Raising the minimum wage, she said, would “really help many of those workers” and job losses as a result of it would be “very minimal, if anything.”
Biden, in his recently unveiled stimulus proposal, is pushing for a $15 minimum wage and end tip credits — a way to pay tipped workers less than minimum wage. The federal minimum wage has been $7.25 an hour since 2009. Workers at this level earn roughly $15,000 a year if they work 40 hours a week.
Yellen’s testimony differs from research the Congressional Budget Office, a nonpartisan federal agency, published in 2019 on the effects of raising the minimum wage to $15 an hour.
The agency estimated that such an increase would boost the wages of 17 million workers, but also said that a median of 1.3 million workers could become unemployed by 2025 if a $15 minimum were enacted. Though the same number of people would no longer be living below poverty levels, the CBO found.
The report also found that there’s a two-thirds chance there are zero to a maximum of 3.7 million job losses as a result of a $15 minimum wage.
“The last thing this economy needs as we attempt to recover is the loss of 1.3 to 3.7 million jobs,” Sen. Tim Scott, a Republican from South Carolina, said Tuesday.
In Yellen’s prior testimony as Federal Reserve Chair in 2014, she acknowledged that raising the minimum wage to $10.10 an hour, which former President Barack Obama proposed, would result in “some amount of negative impact on employment as a consequence.”
The CBO reported in 2014 that 500,000 job losses would have resulted from raising the minimum wage to $10.10 from $7.25 by mid-2016. But the tradeoff she said is “that a large number of individuals would see their incomes raised as a consequence.”
Like Scott, some economists and Republican lawmakers are concerned that raising the minimum wage would result in more job losses in industries that have taken the biggest hits during the pandemic.
Like Florida, California, Connecticut, Illinois, Maryland, Massachusetts, New Jersey and New York all pledged to pay workers a minimum wage of $15 in the coming years. Other states have opposed efforts to raise their states’ minimum wage, fearing that implementing it could result in widespread job losses.
Currently, no state has an effective $15 minimum wage, but Washington D.C. does. Washington (state) and Massachusetts have the highest state minimum wages as of July 2020 at $13.50 an hour and $12.75 an hour, respectively, according to the Department of Labor.
Last July, House Democrats passed the Raise the Wage Act, a bill that would increase the federal minimum wage to $15 an hour. Former Senate Majority Leader Mitch McConnell refused to take up the matter in the Senate citing the research from the Congressional Budget Office.
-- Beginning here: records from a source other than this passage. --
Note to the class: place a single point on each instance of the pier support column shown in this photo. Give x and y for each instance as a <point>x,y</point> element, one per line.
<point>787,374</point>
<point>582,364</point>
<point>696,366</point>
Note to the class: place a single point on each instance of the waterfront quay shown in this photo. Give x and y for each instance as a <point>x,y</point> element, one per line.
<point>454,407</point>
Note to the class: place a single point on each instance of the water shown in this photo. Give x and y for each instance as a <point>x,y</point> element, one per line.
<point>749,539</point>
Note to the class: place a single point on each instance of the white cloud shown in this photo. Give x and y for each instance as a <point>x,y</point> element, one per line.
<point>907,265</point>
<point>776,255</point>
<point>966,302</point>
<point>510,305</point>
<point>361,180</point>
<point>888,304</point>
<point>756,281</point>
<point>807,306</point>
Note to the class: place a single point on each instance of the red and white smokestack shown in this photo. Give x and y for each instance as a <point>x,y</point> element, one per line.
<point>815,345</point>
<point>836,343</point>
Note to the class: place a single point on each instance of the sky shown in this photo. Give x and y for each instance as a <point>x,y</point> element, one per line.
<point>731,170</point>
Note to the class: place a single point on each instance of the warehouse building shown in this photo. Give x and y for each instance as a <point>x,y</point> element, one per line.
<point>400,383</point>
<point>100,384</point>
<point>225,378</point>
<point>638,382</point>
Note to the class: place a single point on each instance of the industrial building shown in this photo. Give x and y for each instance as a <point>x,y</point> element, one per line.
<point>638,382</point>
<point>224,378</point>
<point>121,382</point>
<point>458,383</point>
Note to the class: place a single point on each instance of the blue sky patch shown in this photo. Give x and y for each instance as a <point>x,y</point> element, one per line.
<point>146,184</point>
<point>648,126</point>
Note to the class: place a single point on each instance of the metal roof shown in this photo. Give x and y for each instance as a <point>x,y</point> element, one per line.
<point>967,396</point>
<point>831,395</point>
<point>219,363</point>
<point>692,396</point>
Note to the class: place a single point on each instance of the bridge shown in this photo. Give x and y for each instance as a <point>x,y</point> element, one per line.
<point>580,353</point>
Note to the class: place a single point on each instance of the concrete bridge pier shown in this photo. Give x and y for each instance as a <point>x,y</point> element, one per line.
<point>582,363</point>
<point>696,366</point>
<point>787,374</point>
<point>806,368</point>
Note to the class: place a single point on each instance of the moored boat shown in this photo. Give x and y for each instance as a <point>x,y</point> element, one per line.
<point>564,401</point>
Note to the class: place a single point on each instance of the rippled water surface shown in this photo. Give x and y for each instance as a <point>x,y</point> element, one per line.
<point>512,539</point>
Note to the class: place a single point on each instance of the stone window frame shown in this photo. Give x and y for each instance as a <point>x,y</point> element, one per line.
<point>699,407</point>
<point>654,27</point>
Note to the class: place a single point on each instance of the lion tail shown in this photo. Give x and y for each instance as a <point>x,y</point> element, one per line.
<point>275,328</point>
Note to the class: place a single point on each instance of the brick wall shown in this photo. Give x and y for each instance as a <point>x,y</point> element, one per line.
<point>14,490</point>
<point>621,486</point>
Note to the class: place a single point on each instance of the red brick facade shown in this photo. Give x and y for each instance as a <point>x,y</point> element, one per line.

“We don’t need to lose jobs. We don’t have enough jobs now,” McConnell said in a July interview last year.
Designing and implementing a minimum-wage hike needs “more thought,” according to Yuci Chen, a labor economist at the W.E. UpJohn Institute, an independent research organization based in Kalamazoo, Mich.
Chen’s prior research found that increasing manufacturing employees’ wages by 1% caused employers to cut their working hours by 0.7%. It also caused employers to increase investments in machinery by 2.7%, according to her research that was published by the Center for Economic Studies, a branch of the U.S. Census Bureau.
Heidi Shierholz, an economist at the Economic Policy Institute, a progressive think-tank, argued that the CBO’s estimated job losses from enacting a $15 minimum wage are “overstated.”
“The crucial fact is that an employment decline as a result of a minimum wage increase doesn’t necessarily mean any worker is actually worse off,” she wrote in a July 2019 report. “For a wide variety of reasons, a sizable share of low-wage workers routinely cycle in and out of employment; each quarter, more than 20% of the lowest-wage workers leave or start a job.”
“This means that even if employment does decline as CBO predicts, workers who work less can still come out ahead because they earn much more when they are working.”